T.A. is employed by Amgen and reports Amgen stock. The other authors declare no competing interests.
Peer review information Nature thanks the anonymous reviewers for their contribution to the peer review of this work. Peer reviewer reports are available.
Extended data figures and tables
a, Size exclusion chromatography of purified apo- and hepcidin–Co2+-bound FPN–Fab45D8 complex. SDS–PAGE gel of purified complex under non-reducing (NR) and reducing (R) conditions. SEC and SDS–PAGE analyses are representative and were performed four and two times for apo- and hepcidin–Co2+-bound FPN–Fab45D8 samples respectively. b, Fab45D8 binds nanodisc-reconstituted FPN (nanodisc–FPN), as assessed by size-exclusion chromatography. c, Fluorescence size exclusion chromatography (FSEC) of RhoG–hepcidin. RhoG–hepcidin co-elutes with nanodisc–FPN and with a nanodisc–FPN–Fab45D8 complex in the presence of CoCl2. d, FSEC shows RhoG–hepcidin binding to nanodisc–FPN is competed by excess unlabelled hepcidin used for structural studies. e, Fluorescence polarization of RhoG–hepcidin increases further with Fab45D8, consistent with formation of a larger complex. Importantly, Fab45D8 does not decrease RhoG–hepcidin binding. Data points are means from n = 3 technical replicates. f, RhoG–hepcidin binding to nanodisc-FPN in the presence of 10 μM CoCl2 measured by fluorescence polarization in the absence (Kd = 31 nM) and presence of 3 μM Fab45D8 (Kd = 39 nM). Data points are means from n = 3 technical replicates. g, RhoG–hepcidin binds to FPN (FPN + hepcidin) but not to Fab45D8 alone (Fab45D8 + hepcidin). The order of hepcidin and Fab45D8 addition does not influence the increase in fluorescence polarization for a Fab45D8–FPN–hepcidin complex. Data points are means from n = 4 technical replicates.
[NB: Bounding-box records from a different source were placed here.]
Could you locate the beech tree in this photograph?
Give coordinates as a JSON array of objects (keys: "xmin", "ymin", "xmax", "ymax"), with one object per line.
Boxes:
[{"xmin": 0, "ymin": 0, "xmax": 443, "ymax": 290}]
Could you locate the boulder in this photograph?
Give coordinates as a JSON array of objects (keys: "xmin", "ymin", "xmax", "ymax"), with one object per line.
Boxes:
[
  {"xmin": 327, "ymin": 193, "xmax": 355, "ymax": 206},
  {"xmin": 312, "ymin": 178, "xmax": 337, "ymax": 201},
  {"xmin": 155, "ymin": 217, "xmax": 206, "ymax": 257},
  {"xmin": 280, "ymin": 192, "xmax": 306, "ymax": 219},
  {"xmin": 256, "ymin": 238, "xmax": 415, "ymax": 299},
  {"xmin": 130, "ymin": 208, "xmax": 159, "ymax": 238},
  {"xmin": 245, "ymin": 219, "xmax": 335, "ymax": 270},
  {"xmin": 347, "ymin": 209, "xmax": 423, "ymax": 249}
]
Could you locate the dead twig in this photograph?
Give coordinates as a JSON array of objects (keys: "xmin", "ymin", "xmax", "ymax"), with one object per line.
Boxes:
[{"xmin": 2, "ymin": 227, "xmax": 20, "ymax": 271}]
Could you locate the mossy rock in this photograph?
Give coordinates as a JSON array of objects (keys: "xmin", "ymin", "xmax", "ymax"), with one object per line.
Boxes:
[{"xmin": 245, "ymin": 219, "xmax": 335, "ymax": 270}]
a, Schematic of calcein-based assay to measure transport of divalent cations. Purified FPN is reconstituted into proteoliposomes containing calcein. Transport of divalent cations leads to quenching of calcein fluorescence, which can also occur through the divalent cation-selective ionophore calcimycin. b, c, Specificity of the calcein transport assay. FPN-reconstituted liposomes facilitate uptake of 1,000 μM Co2+ added (arrows, red trace) to the external bath solution, producing a calcein-quenching response that follows a single exponential. Further additions of Co2+ demonstrates the transport process has reached saturation. Calcein fluorescence from empty liposomes (black trace) returns to baseline after multiple additions of 1,000 μM Co2+. c, Additions of Co2+ followed by calcimycin results in rapid and almost complete quenching. Fluorescence traces are representative experiments. d, Liposome reconstitution samples analysed by reducing SDS–PAGE, the analysis is representative and was performed three times for FPN samples and twice for FPN samples containing FPN–hepcidin or FPN–Fab45D8. e, Calcein transport assay queried against a panel of putative transition metal ion substrates at 100 μM. Notably, the larger ions Ni2+ and Zn2+ are also reported FPN substrates83. The smaller ion Mn2+ was previously found not to be effluxed by FPN in oocytes83, but appears to be transported in liposomes. Cu2+ interferes with empty and FPN-containing liposomes, leading to non-specific quenching of calcein. Fluorescence traces are representative experiments. f, Fab45D8 decreases cobalt transport Vmax (−2.40 × 10−3 ± 0.075 × 10−3 ΔF s−1) and Km (4.68 ± 0.54 μM) values. Data are mean ± s.e.m. from n = 3 independent experiments.
a, Representative motion-corrected micrograph collected on the Titan Krios showing monodisperse FPN–Fab45D8 nanodisc particles. Four different FPN–Fab45D8 samples were imaged on GO-coated Quantifoil grids times with similar results. b, Examples of ‘good’ 2D class averages that were used in 3D classification. Similar quality class averages were produced when processing six unique subsets of the final particles used. Scale bar, 50 Å. c, Flowchart showing image processing pipeline for FPN–Fab45D8. Initial processing, through 2D classification, was performed in cryoSPARC. Particles were then transferred, using csparc2star.py, to RELION for 3D classification, then to cryoSPARC for a nonuniform refinement, and finally to cisTEM for refinement. The number of particles moving into each step is noted. d, Final refinements from cryosparc and cisTEM beside their directional FSC curves calculated using dfsc.0.0.1.py. Angular distribution plot from cisTEM is shown.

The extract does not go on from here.